第41話

 「――だから、おにぃは格好いいの。分かる」

 

 「分かる」

 

 「・・・でしょ!!」

 

 私が共感すると、春ちゃんは満面の笑みだった。

 まさか、こんな楽しい会話になるなんて、思ってもいなかった。

 

 「それでさ、おにぃね。・・・」

 

 「へぇ。
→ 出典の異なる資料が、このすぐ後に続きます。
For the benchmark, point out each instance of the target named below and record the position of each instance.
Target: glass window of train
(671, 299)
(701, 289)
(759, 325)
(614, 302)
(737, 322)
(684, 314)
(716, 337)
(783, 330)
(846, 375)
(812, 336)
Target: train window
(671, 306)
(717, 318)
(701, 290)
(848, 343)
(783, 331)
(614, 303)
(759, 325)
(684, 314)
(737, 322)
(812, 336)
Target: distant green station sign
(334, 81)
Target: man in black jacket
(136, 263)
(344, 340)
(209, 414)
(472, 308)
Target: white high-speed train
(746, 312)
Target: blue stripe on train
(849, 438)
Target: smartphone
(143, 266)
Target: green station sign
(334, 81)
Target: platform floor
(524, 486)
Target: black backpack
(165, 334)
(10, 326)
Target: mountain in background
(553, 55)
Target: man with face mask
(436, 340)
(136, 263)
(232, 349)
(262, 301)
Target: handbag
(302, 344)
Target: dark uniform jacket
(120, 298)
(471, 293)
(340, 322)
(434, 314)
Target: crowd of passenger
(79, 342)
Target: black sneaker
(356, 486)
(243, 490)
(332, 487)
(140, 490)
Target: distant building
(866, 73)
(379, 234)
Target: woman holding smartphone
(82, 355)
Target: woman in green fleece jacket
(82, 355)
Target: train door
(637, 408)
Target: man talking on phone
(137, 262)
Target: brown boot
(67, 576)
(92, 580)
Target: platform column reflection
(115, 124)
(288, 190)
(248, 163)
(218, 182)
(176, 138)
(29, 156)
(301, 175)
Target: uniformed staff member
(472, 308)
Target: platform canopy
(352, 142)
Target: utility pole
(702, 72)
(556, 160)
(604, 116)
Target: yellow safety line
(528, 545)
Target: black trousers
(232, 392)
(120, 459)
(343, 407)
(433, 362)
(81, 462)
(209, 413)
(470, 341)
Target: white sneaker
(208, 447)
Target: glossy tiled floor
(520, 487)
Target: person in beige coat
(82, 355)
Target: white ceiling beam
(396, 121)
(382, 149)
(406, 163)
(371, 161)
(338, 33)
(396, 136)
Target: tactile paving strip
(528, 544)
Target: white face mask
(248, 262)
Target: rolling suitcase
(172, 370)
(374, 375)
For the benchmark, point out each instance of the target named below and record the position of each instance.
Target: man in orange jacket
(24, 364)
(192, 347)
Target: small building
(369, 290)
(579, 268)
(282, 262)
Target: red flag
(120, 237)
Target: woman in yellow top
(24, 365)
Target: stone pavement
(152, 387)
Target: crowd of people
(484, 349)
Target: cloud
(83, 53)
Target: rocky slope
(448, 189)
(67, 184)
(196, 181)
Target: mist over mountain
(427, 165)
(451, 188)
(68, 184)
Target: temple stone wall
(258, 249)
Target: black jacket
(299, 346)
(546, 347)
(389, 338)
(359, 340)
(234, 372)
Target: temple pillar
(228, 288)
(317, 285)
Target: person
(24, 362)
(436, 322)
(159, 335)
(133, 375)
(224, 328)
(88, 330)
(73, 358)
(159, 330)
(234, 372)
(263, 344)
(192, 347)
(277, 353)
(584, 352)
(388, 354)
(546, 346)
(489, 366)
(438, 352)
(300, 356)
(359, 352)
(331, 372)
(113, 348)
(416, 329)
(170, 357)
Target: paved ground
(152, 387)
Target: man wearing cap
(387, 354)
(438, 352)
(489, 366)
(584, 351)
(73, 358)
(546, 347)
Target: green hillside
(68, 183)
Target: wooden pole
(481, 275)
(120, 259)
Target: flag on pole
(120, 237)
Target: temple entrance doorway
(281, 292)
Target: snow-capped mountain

そうなんだ」

 

 相槌を打ちつつ、ストローを咥えジュースを飲む。

 流石にいつまでも学校のトイレで話をするのはどうかと思ったので、場所をいつものファミレスへと移している。

 

 「ふぅ」

 

 一通り、冬也の魅力を語る事が出来て満足したのか、春ちゃんは手元にあったドリンクをゴクゴクと勢いよく飲み干した。

 

 「じゃあ、次は莉奈さんが話してよ。私がどうして、おにぃが好きなのかを語ったんだから」

 

 春ちゃんの言葉を聞き。あ、そういう話だった。と思い出した。


*  *冬也の部屋*  *

 ・・・遅い。

 先に帰って欲しいと言われて、先に帰ったのだが。なかなか帰ってこない春に心配やら莉奈と何を話しているのであろうかが気になり、気が気でない状態であった。

 

 「・・・さっきから何やってるの。あんた?」


 家に帰ってきていた母が、呆れた顔で言う。


 「別に何も」

 

 「いや、さっきからうざいだけど。玄関で靴を履いたと思ったら、靴を脱いで自分の部屋に戻ったりして。本当に何がしたいの?」

 

 「・・・春がまだ帰って来ないから」

 

 「シスコン?春なら、ファミレスで――」

 

 「ありがとう、ちょっと行ってくる」

 

 母が言い切る前に、家を飛び出した俺は。全力でファミレスへと向かった。